Romanian Broadcast News

This speech and text dataset has been collected and processed with the available Simple4All tools in order to demonstrate the performance of speaking style adaptation for the Romanian baseline synthetic voice already created from the standard RSS corpus towards the prosody and expressive style of the main presenter of the broadcast news.

Speaker diarization toolkit Dexter is used to automatically select the speech of the main presenter from the broadcasted news (music, noise and speaker discrimination), then the Voice Cloning Toolkit is used for speaking style adaptation.

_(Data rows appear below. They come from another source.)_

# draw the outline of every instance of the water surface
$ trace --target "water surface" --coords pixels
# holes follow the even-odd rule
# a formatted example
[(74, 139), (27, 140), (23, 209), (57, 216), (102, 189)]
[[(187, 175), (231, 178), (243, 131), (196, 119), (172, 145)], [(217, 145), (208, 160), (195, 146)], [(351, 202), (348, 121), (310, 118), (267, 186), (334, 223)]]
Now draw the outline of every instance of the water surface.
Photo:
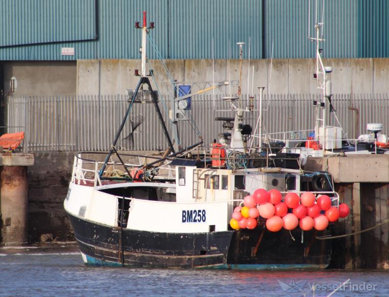
[(349, 279), (333, 296), (389, 296), (387, 271), (111, 268), (74, 246), (0, 249), (0, 296), (327, 296)]

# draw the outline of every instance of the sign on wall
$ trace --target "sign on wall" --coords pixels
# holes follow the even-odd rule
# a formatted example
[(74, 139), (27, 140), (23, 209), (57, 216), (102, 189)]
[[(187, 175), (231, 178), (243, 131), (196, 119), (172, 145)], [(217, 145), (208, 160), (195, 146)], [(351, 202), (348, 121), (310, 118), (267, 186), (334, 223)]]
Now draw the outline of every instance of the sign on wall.
[(61, 54), (62, 56), (74, 56), (74, 48), (62, 48)]

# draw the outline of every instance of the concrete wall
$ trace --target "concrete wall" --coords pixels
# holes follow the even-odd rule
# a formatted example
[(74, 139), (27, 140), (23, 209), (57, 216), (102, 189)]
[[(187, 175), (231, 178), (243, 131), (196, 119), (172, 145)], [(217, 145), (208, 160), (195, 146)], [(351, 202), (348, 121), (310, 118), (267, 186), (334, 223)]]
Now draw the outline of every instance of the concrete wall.
[[(75, 95), (77, 64), (74, 61), (4, 62), (4, 94), (14, 96), (58, 94)], [(16, 77), (17, 87), (10, 93), (10, 81)]]
[[(274, 59), (271, 76), (271, 60), (250, 61), (249, 91), (254, 71), (254, 92), (257, 87), (269, 87), (272, 94), (315, 93), (316, 82), (313, 79), (315, 59)], [(155, 71), (160, 91), (170, 94), (171, 87), (165, 70), (158, 60), (149, 60)], [(167, 60), (165, 62), (172, 78), (179, 81), (212, 82), (212, 60)], [(242, 93), (247, 92), (248, 60), (243, 61)], [(386, 93), (389, 86), (389, 58), (331, 59), (324, 60), (333, 67), (330, 77), (334, 94)], [(139, 80), (134, 75), (140, 69), (139, 60), (79, 60), (77, 61), (77, 94), (108, 95), (124, 94), (126, 89), (135, 89)], [(239, 78), (238, 60), (215, 60), (215, 82)], [(153, 88), (155, 88), (154, 83)], [(236, 93), (237, 88), (232, 88)]]

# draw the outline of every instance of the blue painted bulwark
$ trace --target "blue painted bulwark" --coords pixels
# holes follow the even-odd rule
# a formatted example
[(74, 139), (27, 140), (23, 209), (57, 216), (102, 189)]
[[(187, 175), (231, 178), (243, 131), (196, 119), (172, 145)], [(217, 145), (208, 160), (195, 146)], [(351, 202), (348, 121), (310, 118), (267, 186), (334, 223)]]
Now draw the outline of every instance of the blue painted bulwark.
[[(308, 4), (311, 2), (311, 24)], [(321, 2), (321, 1), (319, 1)], [(251, 37), (251, 58), (315, 56), (315, 0), (2, 0), (0, 60), (138, 59), (135, 21), (147, 23), (164, 59), (237, 58), (236, 43)], [(322, 8), (320, 7), (321, 16)], [(386, 0), (326, 0), (323, 55), (389, 56)], [(62, 48), (74, 48), (62, 55)], [(248, 47), (245, 48), (247, 56)], [(151, 48), (149, 58), (158, 56)]]

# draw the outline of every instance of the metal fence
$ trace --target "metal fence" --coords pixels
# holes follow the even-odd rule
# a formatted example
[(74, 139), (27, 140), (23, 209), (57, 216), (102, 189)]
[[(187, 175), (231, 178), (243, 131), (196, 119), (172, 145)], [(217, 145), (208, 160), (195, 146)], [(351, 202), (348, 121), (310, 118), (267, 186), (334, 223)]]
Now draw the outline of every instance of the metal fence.
[[(244, 97), (245, 98), (245, 97)], [(289, 95), (265, 96), (264, 124), (268, 133), (313, 129), (315, 109), (314, 95)], [(254, 105), (257, 99), (254, 99)], [(382, 123), (383, 133), (389, 133), (388, 94), (335, 95), (332, 99), (336, 114), (345, 136), (356, 138), (365, 130), (366, 124)], [(247, 104), (246, 100), (245, 104)], [(168, 97), (160, 97), (160, 108), (168, 130)], [(202, 134), (204, 142), (211, 143), (223, 131), (223, 122), (215, 121), (221, 116), (232, 116), (229, 102), (214, 100), (212, 96), (193, 96), (190, 114), (192, 121), (179, 124), (183, 146), (198, 142), (196, 125)], [(109, 149), (116, 131), (128, 106), (127, 97), (122, 95), (56, 96), (53, 97), (9, 97), (7, 102), (7, 132), (24, 131), (25, 152), (45, 151), (103, 151)], [(350, 108), (352, 109), (350, 109)], [(245, 113), (245, 123), (253, 130), (257, 121), (256, 111)], [(130, 118), (140, 118), (143, 122), (134, 133), (134, 142), (126, 138), (132, 131), (131, 121), (126, 123), (117, 147), (125, 150), (164, 150), (167, 146), (162, 130), (153, 104), (134, 104)], [(327, 115), (327, 123), (335, 123), (332, 114)], [(265, 131), (264, 131), (265, 132)]]

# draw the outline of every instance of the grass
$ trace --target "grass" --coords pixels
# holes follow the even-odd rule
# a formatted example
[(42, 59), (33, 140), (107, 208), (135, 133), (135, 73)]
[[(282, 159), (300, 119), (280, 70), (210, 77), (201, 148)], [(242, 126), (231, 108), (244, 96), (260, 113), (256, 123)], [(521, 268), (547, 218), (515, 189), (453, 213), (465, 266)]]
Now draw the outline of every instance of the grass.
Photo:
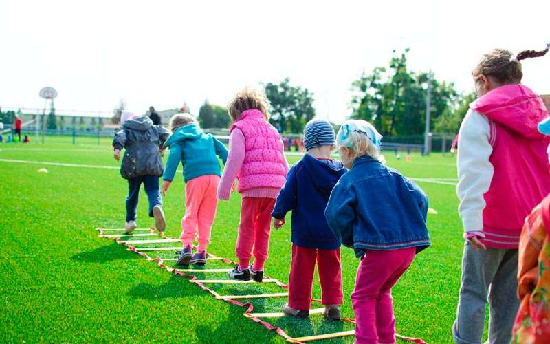
[[(116, 166), (107, 144), (94, 144), (91, 140), (89, 145), (74, 146), (3, 144), (0, 158)], [(450, 156), (414, 156), (409, 163), (396, 160), (393, 153), (386, 158), (389, 166), (408, 176), (456, 178), (454, 159)], [(291, 163), (297, 159), (289, 158)], [(37, 173), (41, 167), (50, 172)], [(284, 341), (242, 316), (243, 308), (217, 301), (186, 279), (98, 237), (96, 227), (120, 228), (124, 223), (126, 184), (116, 169), (0, 161), (0, 180), (1, 341)], [(439, 214), (428, 219), (432, 246), (417, 257), (393, 289), (397, 330), (428, 343), (452, 343), (463, 247), (458, 200), (452, 185), (419, 184)], [(184, 187), (182, 178), (176, 178), (164, 197), (170, 237), (179, 237), (181, 231)], [(146, 200), (142, 194), (138, 213), (142, 227), (152, 224), (146, 217)], [(219, 203), (209, 247), (213, 253), (234, 259), (239, 206), (237, 193), (230, 202)], [(272, 232), (266, 264), (266, 274), (283, 282), (288, 281), (289, 238), (289, 223)], [(353, 318), (349, 297), (358, 261), (350, 249), (342, 248), (342, 255), (343, 316)], [(227, 266), (212, 261), (208, 266)], [(258, 288), (212, 287), (225, 294), (257, 292)], [(262, 290), (280, 292), (271, 286), (262, 286)], [(316, 282), (314, 297), (320, 297)], [(280, 298), (254, 300), (254, 312), (280, 312), (285, 302)], [(318, 315), (309, 321), (269, 321), (293, 336), (353, 328), (322, 321)], [(351, 341), (344, 338), (331, 343)]]

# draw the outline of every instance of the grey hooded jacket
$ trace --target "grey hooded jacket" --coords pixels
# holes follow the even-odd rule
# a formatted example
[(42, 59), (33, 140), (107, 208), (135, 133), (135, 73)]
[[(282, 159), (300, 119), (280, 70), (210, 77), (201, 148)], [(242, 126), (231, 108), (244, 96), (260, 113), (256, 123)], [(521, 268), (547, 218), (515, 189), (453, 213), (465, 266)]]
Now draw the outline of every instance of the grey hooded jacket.
[(168, 129), (153, 125), (146, 116), (131, 118), (124, 122), (113, 139), (115, 149), (126, 149), (120, 175), (129, 179), (142, 175), (162, 175), (164, 167), (159, 148), (168, 137)]

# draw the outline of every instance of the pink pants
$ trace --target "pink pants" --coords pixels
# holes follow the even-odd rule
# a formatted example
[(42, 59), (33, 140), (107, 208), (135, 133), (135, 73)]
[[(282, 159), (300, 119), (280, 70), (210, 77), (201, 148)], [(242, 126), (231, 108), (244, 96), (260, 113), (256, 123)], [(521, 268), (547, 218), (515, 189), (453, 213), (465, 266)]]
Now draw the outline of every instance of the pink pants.
[(305, 310), (311, 305), (311, 284), (316, 261), (322, 290), (321, 303), (325, 305), (342, 304), (340, 248), (320, 250), (293, 244), (288, 283), (288, 305), (292, 308)]
[(218, 200), (216, 192), (219, 184), (216, 175), (201, 175), (187, 182), (185, 188), (185, 216), (182, 219), (182, 242), (192, 246), (197, 238), (198, 250), (206, 251), (210, 243), (212, 224), (216, 217)]
[(351, 293), (356, 343), (395, 343), (391, 288), (410, 266), (415, 254), (414, 247), (369, 250), (361, 261)]
[(255, 270), (263, 270), (270, 248), (271, 212), (274, 206), (274, 198), (243, 198), (241, 223), (239, 224), (239, 235), (235, 248), (241, 269), (248, 268), (254, 248), (252, 268)]

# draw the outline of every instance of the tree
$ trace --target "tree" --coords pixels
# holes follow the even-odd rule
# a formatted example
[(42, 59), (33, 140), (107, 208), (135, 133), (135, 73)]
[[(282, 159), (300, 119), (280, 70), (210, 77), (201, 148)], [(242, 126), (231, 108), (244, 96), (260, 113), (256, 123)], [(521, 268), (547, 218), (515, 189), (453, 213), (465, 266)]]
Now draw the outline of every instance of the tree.
[(462, 120), (466, 115), (470, 103), (473, 102), (476, 96), (475, 93), (463, 94), (462, 100), (458, 107), (454, 109), (448, 109), (439, 116), (434, 123), (434, 131), (437, 133), (458, 133)]
[[(394, 53), (395, 52), (394, 51)], [(394, 55), (389, 69), (378, 67), (352, 83), (351, 117), (363, 119), (383, 135), (415, 135), (424, 131), (426, 95), (430, 82), (427, 73), (407, 69), (406, 54)], [(432, 127), (446, 111), (452, 108), (459, 94), (452, 83), (431, 81)]]
[(50, 114), (47, 115), (47, 120), (46, 121), (46, 127), (49, 129), (57, 129), (57, 121), (56, 120), (56, 109), (54, 108), (54, 106), (52, 106), (52, 109), (50, 111)]
[(113, 117), (111, 118), (111, 121), (113, 124), (118, 125), (120, 123), (120, 117), (122, 116), (122, 111), (126, 109), (126, 102), (123, 98), (118, 100), (118, 104), (113, 110)]
[(203, 128), (215, 127), (215, 114), (212, 105), (208, 103), (208, 100), (204, 100), (204, 103), (199, 109), (199, 122)]
[(288, 78), (279, 84), (267, 83), (264, 87), (272, 105), (270, 122), (280, 125), (283, 132), (301, 133), (315, 117), (314, 94), (307, 88), (292, 86)]

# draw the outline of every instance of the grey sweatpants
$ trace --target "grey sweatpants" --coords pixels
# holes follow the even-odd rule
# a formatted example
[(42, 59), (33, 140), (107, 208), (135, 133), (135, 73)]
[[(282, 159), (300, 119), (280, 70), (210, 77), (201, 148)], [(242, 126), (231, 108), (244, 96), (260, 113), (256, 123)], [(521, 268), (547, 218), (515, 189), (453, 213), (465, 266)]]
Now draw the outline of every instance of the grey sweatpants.
[(489, 343), (509, 344), (520, 301), (518, 250), (487, 248), (476, 250), (466, 243), (462, 256), (456, 320), (452, 334), (457, 344), (479, 344), (485, 327), (487, 292)]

The dataset contains about 6 hours of Romanian broadcasted news: peech, noise overlapped over speech, music, overlapping speakers. Each of the records is about 10 mins long with the text available for the main presenter. To evaluate the speaker diarization performance, five of the broadcasted news are labeled at the speaker level and the corresponding RTTM labels are provided. The speech of the main presenter is automatically extracted and about 50 mins of speech is obtained and labeled with the available text at the sentence level. This data is used to demonstrate the speaking style adaptation.

- the synthetic baseline voice: [sample 1][sample 2]
- the natural voice of the main presenter of the news: [sample 1][sample 2];
- the new adapted voice: [sample 1][sample 2].

The provided speech and text datasets are licensed unde a Creative Commons Attribution 3.0 Unported License.